Busy life? When you Hussle you fit in exercise, but fitting food around it can be a planning challenge. Workout on empty and you’ll be clock-watching throughout. Eat too much just before and you’ll be uncomfortable. Especially if it's swimming.
Let’s not go there.
After your workout, you want something that will refuel you. What you don’t want is something that will negate all your hard work with a big sugar hit. Try these ideas – and remember to keep hydrated throughout.
There is some evidence that morning ‘training fasted’ (i.e. on an empty stomach) burns more fat. If that’s not for you:
Before: a piece of fruit, a serving of yogurt with fruit, a cereal bar or small portion of cereal.
After: time for your normal breakfast. Porridge with fruit, egg on toast, an oat-based cereal without too much extra sugar.

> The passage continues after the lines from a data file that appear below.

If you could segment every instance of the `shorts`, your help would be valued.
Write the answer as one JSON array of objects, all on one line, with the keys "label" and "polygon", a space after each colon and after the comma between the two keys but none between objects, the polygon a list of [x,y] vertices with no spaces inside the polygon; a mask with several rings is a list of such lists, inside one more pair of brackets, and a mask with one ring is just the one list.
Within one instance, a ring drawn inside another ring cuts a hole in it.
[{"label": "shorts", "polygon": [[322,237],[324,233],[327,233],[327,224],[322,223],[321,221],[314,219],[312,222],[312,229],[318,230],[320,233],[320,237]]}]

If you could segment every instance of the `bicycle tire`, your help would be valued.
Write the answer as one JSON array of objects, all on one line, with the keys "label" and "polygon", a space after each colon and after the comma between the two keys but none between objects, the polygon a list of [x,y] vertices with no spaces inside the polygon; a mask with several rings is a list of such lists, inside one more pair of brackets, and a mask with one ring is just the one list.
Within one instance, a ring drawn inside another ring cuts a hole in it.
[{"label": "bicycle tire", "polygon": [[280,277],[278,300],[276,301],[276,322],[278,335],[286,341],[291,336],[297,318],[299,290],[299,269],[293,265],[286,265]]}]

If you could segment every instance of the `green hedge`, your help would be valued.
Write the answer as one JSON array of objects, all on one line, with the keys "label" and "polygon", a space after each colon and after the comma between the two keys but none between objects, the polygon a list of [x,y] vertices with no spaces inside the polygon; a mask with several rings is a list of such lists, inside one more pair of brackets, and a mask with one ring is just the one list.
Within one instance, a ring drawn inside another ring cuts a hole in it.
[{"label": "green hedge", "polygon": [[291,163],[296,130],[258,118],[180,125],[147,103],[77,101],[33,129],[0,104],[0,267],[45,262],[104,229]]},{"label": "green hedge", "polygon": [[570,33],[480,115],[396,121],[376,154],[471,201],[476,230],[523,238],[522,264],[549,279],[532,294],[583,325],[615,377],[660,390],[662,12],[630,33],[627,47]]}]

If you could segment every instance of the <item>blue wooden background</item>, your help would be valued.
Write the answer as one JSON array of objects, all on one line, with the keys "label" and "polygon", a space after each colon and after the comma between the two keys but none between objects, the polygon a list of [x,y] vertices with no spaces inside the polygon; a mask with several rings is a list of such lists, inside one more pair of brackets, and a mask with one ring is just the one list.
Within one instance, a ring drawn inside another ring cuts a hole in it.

This can be a tricky one. It’s a long time since breakfast, but a workout with a rumbling stomach will be no fun at all.
Before: if you have time, plan ahead with that filling egg on toast breakfast, perhaps with some avocado. Closer to the workout, have a small sandwich or a small smoothie.
After: some lean protein such as chicken or oily fish, with salad or vegetables. This is where preparing a quick microwave-friendly snack will really pay off.
This is a bit easier as you’ll be able to eat a full lunch and still digest in good time. Include the big three: carbs, protein and a little fat.
Before: fend off the post-work-pre-workout munchies with a protein bar or banana. This will give you a kick-start without slowing you down.
After: a light but filling meal with protein, carbs and veg will refuel without making sleep uncomfortable. Stirfry with noodles, fish and rice salad, a quick chicken and veg bake will all do the trick.
Plan ahead, do a bit of meal prep and your Hussle session will fit nicely with good food.
I love my post-work, pre-dinner workouts and tend to have a banana and a couple of oatcakes and peanut butter just before 4pm which gives me enough energy to workout and last until dinner
If you can workout around 12pm, then eat at 1, that works very well I find
this is useful as we all try to juggle doing too much - and I just spotted the link to some office-friendly low-faff snacks. Inspiration!
Morning workout 'fasted' is always the way for me. Nothing beats the feeling of tucking into a decent breakfast when you've already done the hard work.